Теперь, много лет спустя, сидя на завалинке и глядя на ту самую дорогу, что ведёт в лес, бабка Дарья улыбается своим мыслям.

— Вот так-то оно и было, — говорит она, хотя рядом никого нет, только куры роются в снегу да старый пёс, правнук того самого Босого, дремлет у крыльца. — Я тогда молодая была, глупая. А бабка Дарья, что рассказывала мне эту историю, она её Полиной звала. Только я думаю, что это она про себя рассказывала. Не могла она про чужую жизнь так подробно знать, да с такими глазами.

Старуха щурится, и в глазах её, выцветших от старости, вдруг вспыхивают и гаснут бесовские искорки.

— Ох, Полина-Полина... Или Дарья? Уж и не разберёшь теперь. А только знаю я: умели раньше за себя постоять. Не то что нынешние. Нынешние сразу в суд бегут да в милицию. А мы по-простому, по-деревенски. И ведь подействовало! — она смеётся тихо, покашливая. — Вон он, Иван-то, после того случая шёлковый стал. До самой смерти ко мне не притронулся. Боялся, поди, что опять перцу насыплю.

Пёс поднимает голову, смотрит на хозяйку, виляет хвостом. Бабка Дарья гладит его по лохматой голове.

— А Петруха мой, — продолжает она, глядя куда-то вдаль, — через три месяца вернулся. Демобилизовали раньше срока, по семейным обстоятельствам. Мы с ним потом в город уехали, на завод устроились. Всю жизнь вместе прожили, душа в душу. И детей вырастили, и внуков. А сюда, в Дубки, только летом наезжали, на могилки к родителям. Иван Трофимович после того случая ещё лет десять прожил. Смирный такой стал, тихий. Никогда на меня голос не повысил. Боялся, что ли? Или уважать стал?
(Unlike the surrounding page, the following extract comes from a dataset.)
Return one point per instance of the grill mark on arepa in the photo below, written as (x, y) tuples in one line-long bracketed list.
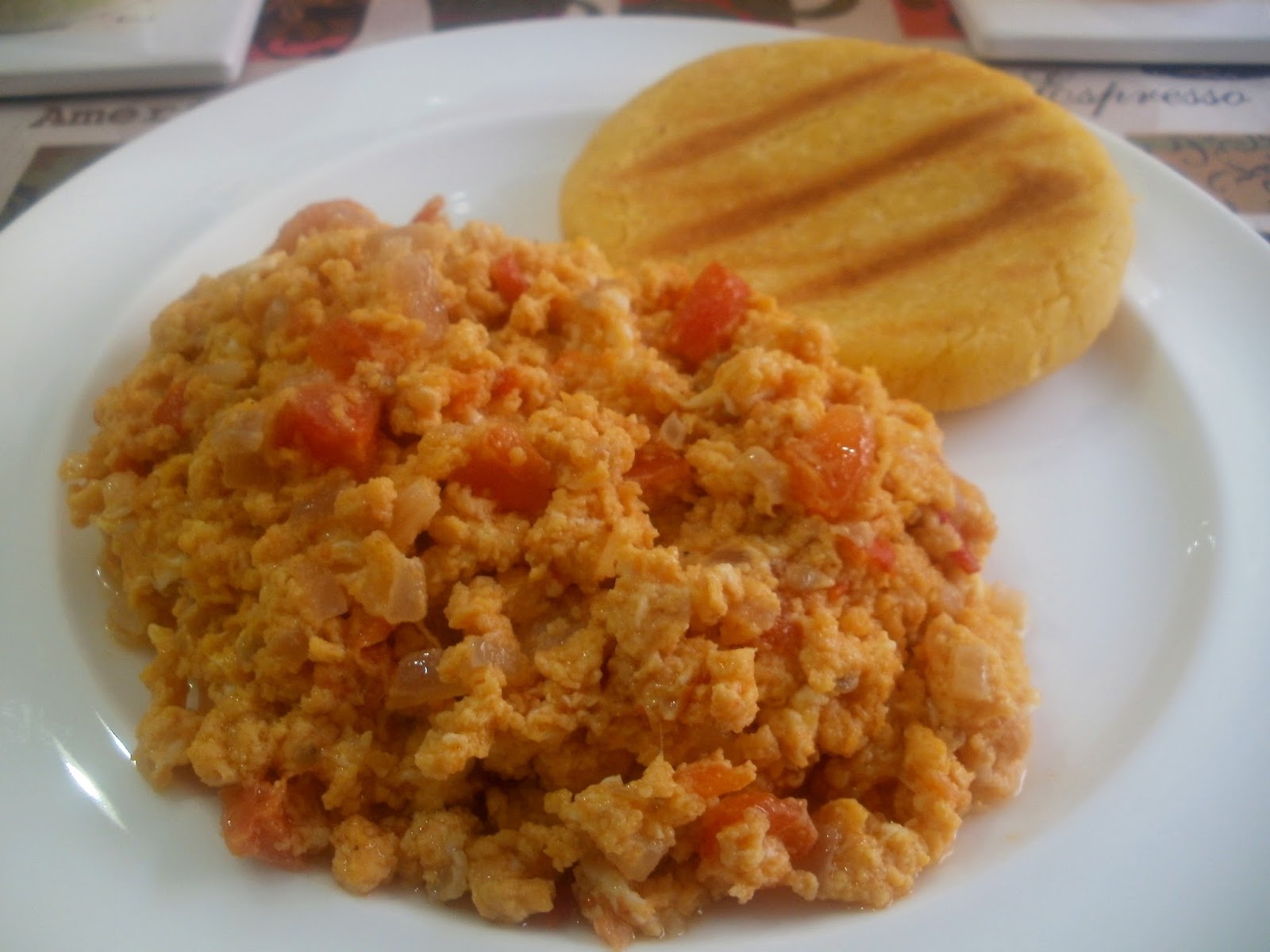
[(1033, 194), (728, 135), (764, 211)]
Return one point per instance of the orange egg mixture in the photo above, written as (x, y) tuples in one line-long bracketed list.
[(474, 564)]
Кто ж его знает...

Она замолкает, задумывается. Ветер шевелит седые волосы, выбившиеся из-под платка. Где-то в лесу стучит дятел, перекликаются синицы. Вечер близко, пора в избу.
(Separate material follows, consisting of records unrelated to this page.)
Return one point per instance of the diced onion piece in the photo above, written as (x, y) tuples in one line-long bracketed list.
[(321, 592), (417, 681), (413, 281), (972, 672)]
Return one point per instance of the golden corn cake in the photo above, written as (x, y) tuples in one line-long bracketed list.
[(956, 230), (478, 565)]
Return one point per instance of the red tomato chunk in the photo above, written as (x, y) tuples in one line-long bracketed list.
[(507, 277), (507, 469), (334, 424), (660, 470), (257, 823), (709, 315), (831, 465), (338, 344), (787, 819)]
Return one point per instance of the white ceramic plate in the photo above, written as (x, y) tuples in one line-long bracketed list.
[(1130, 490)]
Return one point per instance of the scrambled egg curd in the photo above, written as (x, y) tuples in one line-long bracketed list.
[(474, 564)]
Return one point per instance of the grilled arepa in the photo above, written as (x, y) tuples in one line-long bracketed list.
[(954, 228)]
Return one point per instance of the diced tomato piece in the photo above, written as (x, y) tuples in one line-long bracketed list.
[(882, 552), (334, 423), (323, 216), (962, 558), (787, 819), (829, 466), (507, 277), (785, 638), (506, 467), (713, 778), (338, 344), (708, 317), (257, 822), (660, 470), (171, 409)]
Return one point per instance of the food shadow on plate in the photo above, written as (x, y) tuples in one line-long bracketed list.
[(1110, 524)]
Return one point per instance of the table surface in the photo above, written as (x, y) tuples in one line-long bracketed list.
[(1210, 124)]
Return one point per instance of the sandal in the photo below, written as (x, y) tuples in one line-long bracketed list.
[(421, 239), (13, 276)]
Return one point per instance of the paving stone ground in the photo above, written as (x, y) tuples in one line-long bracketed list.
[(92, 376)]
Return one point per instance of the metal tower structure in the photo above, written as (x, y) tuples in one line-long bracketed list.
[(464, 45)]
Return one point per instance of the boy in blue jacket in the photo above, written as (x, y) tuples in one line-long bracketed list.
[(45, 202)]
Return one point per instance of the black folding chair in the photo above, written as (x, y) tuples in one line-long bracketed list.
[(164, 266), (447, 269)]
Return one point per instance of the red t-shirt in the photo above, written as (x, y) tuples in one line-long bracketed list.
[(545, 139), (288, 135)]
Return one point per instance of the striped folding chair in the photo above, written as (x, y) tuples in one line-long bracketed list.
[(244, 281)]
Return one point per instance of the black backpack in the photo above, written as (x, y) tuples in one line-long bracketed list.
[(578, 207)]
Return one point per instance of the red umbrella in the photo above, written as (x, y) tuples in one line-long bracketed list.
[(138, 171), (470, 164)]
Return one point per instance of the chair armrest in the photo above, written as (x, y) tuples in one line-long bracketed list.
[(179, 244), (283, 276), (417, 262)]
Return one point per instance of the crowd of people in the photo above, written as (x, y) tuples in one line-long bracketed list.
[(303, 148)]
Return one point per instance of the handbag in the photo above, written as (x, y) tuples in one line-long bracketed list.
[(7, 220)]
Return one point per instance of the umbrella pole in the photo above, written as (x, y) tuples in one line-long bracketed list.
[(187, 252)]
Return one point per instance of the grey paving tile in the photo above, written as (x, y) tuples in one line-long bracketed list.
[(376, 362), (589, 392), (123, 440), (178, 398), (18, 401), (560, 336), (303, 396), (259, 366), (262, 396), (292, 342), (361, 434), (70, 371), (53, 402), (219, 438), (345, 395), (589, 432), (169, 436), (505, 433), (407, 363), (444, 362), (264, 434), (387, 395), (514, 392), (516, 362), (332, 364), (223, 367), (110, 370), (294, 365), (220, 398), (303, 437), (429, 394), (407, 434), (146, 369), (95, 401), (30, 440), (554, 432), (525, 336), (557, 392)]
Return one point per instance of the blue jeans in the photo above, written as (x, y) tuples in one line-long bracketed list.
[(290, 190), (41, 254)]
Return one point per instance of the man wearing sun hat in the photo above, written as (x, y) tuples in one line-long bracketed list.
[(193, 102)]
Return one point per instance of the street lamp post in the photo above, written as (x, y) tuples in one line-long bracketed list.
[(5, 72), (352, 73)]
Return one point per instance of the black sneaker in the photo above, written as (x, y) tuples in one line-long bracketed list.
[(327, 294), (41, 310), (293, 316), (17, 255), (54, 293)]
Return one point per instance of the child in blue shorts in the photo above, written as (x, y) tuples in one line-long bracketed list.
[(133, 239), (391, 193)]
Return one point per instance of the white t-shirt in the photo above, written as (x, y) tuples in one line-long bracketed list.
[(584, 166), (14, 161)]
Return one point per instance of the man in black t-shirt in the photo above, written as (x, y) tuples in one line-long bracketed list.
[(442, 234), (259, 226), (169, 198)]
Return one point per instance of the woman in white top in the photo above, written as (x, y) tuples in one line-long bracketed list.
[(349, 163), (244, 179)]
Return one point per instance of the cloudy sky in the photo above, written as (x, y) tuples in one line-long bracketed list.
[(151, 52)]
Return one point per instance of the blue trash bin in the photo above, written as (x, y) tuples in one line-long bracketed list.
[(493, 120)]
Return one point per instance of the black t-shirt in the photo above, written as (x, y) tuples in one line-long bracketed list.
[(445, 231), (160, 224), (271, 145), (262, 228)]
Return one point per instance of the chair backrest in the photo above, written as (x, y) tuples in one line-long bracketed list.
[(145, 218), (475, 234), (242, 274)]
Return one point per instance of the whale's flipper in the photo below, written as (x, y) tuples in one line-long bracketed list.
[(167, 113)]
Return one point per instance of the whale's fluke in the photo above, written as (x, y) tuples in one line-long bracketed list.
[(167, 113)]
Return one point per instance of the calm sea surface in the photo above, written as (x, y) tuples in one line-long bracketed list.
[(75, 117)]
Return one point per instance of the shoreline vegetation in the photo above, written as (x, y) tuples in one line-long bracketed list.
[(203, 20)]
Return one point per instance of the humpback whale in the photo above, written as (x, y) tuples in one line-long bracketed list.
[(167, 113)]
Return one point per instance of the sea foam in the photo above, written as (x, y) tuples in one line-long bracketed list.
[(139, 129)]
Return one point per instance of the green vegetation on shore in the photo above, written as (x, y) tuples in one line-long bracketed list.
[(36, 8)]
Бабка Дарья тяжело поднимается с лавки, опираясь на клюку. Пёс встаёт рядом, трётся о ноги.

— Пойдём, Босый, — говорит она. — Пойдём, родимый. Завтра опять расскажу, если кто слушать придёт. А сегодня всё. Кончилась история.

И она идёт к двери, медленно переставляя ноги в стоптанных валенках. За ней, виляя хвостом, трусит лохматый пёс. Дверь закрывается, и наступает тишина. Только дым из трубы поднимается к низкому зимнему небу да дубы шумят, охраняя покой маленькой деревушки, затерянной среди лесов и болот.